We should acknowledge though that the Howard government has listened to the canny lobbyists from the medical research community. The coalition has significantly increased funding for medical research in a couple of bursts and is promising more in this election. While doing this however, they've neglected the crying need for equivalent levels of support for the enabling sciences of physics, chemistry, mathematics, entomology, taxonomy and the like. Medical and environmental research, including on climate change, would wilt without a steady flow of expertise and solid career prospects in these less glamorous disciplines, yet the government increased HECS fees for science courses.

Only now is it recognising that there has been a mounting and massive shortfall in scientists and engineers graduating from universities, a skills deficit that won't be fixed through new technical colleges. Perhaps then the politicians can be excused for not perceiving any political constituency in science. Unlike the USA where the siting of major scientific facilities becomes a political football, there are no Australian electorates with a concentration of scientists and research institutions big enough to comprise a potential block of votes to woo. Possible exceptions are the Canberra and rural electorates with regional universities, but none is marginal enough to warrant special attention.

To give them credit, the government eventually realised the damage to national capability in science from its cuts from 1996 and generated a so-called boost to funding in the election year of 2001 with its awkwardly named package Backing Australia's Ability or BAA. The exercise was repeated in the next election year of 2004 with BAA mark two. Superficially these sounded impressive until analysis showed that they amounted to little more than stemming the decline in Australia's funding relative to gross domestic product, the accepted international benchmark.

The coalition also invested $359 million in a new nuclear reactor, Australia's largest commitment to a science based facility. The cost was justified publicly on grounds of 'saving lives through nuclear medicine'. But it's been an embarrassment for the reactor to be shut down soon after its official opening due to faulty equipment. Meanwhile the supply of medical radio isotopes has been maintained independently of the reactor with imports from overseas, previously deemed impossible or uneconomic.

The May 2007 budget claimed record funding for science, but the increase was so small, even incorporating the two BAAs, that government support of R&D, as a proportion of the growing gross domestic product (that is, its relative importance in economic priorities), declined over the previous year. The Labor Party settled the science policy at its national conference in April and its main elements must come out sometime, albeit with minimal impact in the campaign.

Labor's main platform is an attempt to boost industrial productivity through enhancing innovation based on science. To focus this, the science branch would be transferred from the education portfolio back to its old home in industry with a new name. Labor would offer relief on the HECS burden for science and mathematics students, and the post of Chief Scientist would be returned from a half to a fulltime commitment.

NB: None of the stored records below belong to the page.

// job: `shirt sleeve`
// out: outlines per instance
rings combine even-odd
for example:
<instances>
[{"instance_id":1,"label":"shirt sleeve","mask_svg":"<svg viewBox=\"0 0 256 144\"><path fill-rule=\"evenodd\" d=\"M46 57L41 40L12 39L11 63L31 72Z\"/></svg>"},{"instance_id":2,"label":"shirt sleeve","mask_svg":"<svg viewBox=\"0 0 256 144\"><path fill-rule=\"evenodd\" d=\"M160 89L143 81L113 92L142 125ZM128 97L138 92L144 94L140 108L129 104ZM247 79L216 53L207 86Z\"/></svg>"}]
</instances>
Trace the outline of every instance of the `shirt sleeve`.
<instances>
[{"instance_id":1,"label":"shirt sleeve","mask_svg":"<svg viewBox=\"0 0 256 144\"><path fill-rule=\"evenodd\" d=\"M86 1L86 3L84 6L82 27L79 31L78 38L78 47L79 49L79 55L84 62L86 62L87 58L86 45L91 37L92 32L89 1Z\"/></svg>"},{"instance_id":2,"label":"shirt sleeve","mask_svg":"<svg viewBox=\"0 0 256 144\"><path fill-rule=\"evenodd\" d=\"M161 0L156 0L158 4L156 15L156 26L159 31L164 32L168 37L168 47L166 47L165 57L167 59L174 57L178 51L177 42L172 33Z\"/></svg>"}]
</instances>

Whereas the government has spent large sums on introducing a bureaucratic and detailed system for assessing where to place its funding for research (this is the contentious Research Quality Framework), Labor would dilute this propensity of the coalition for controlling institutions like universities by abolishing the framework before it is implemented next year. But will the voters care?

Robyn Williams: And we'll soon find out. Peter Pockley writes for the Australasian Science magazine.